Wednesday, June 10, 2009

On non-stories

It's a plus that Murray Mandryk has realized that the Sask Party's facade is far different than what lurks below the surface. But it would be even better if he didn't feel the need to toss in several paragraphs of unfounded concern trolling about the NDP in doing so:
Lingenfelter announces Monday that he will be running in the Regina Douglas Park seat that is being vacated by 23-year MLA Harry Van Mulligen -- what should be a good-news announcement for the NDP. However, with Van Mulligen winning 52 per cent of the popular vote in that riding in 2007, any Saskatchewan Party candidate coming within 20 percentage points (its Douglas Park candidate received only 30.9 per cent in 2007) wins a moral victory.
Now, it's probably fairest to say that Van Mulligen's announcement was less a good-news announcement than an entirely expected one from the NDP's standpoint. But it's downright remarkable that Mandryk manages to both present a misleading analysis about what would be a "moral victory" for the Sask Party (since by-elections figure generally to result in a closer race with all parties able to focus all their attention on one or two ridings) - and then assume that outcome in advance in order to claim bad news for the NDP.

But wait, there's more:
Tuesday's news that NDP leadership runner-up Ryan Meili won't be seeking Lorne Calvert's Saskatoon Riversdale seat means that Meili and Lingenfelter won't be sitting together in a unified Opposition caucus, allowing the Sask. Party to hammer away at the perceived split in NDP ranks for a while yet.
Of course, it's almost certainly true that the Sask Party will look to "hammer away at (a) perceived split" regardless of what happens in reality. But there's no apparent reason why Meili's decision to work outside the Legislature would offer any actual evidence of a split. And indeed, Meili's decision not to run in Riversdale is best taken as evidence that he wants to keep the NDP's members working in the same direction for now rather than facing a potentially divisive decision in the riding.

(As a bonus, let's offer up a counterfactual: if Meili had declared his intention to run for the Riversdale nomination, how long would it have taken Mandryk and others to point out his competition with a strong female candidate as an indication of fissure within the NDP? Yeah, I thought so.)

Finally, there's this:
But perhaps more importantly, this signifies a strategic change for the NDP.

For most of the past four decades, the NDP's two safest seats (Riversdale and what's now Regina Elphinstone-Centre) were occupied by the NDP's leader or deputy leader. With all due respect to current Regina Elphinstone-Centre MLA Warren McCall and political novice Danielle Chartier (who likely will be the NDP candidate in Riversdale), we are no longer seeing NDP heavyweights in these rock-solid seats.

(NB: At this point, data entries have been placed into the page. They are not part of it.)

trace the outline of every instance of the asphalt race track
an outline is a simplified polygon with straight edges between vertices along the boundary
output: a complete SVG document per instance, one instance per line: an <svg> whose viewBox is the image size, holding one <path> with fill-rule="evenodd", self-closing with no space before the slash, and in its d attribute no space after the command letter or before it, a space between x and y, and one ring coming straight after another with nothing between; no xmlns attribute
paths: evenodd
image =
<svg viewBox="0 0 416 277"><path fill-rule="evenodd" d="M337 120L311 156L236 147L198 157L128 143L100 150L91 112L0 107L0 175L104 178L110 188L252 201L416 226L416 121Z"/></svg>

In fact, many of the party's safer Regina and Saskatoon seats are occupied by MLAs who aren't exactly heavy contributors.
Now, it's worth noting that Mandryk's premise looks to be faulty in the first place. McCall can already claim the contribution of a major report as well as significant cabinet experience well before the age of 40, and given Chartier's strong bio and organization to date there's every reason to think she'll join any list of "heavyweights" in a hurry.

But even taking the premise to be true, is it really such a plus for Wall if Meili runs in a riding which the Sask Party might otherwise have some hope of winning - or better yet, uses his developing public profile to flip a riding currently held by the Sask Party?

If anything, one essential element of any 2011 victory for the NDP would seem to be attracting the strongest possible candidates in the closer ridings which will determine which party holds power. And while Meili may yet find a safe riding in which to run, I'd have to think any Sask Party MLAs or candidates who might have to face off against him in a riding with more potential impact on an election outcome would have to be less comfortable than if Meili and his enthusiastic base of support were safely ensconced in Riversdale.

Of course, it may be that a few speculative or ill-advised shots at the NDP are a minimum requirement for any CanWest column which dares to point out internal problems in the Sask Party ranging from "explosive frustration" to potential retirements or defections. But if the non-issues raised by Mandryk are the worst dangers the NDP faces, then Wall may really have reason to worry in 2011.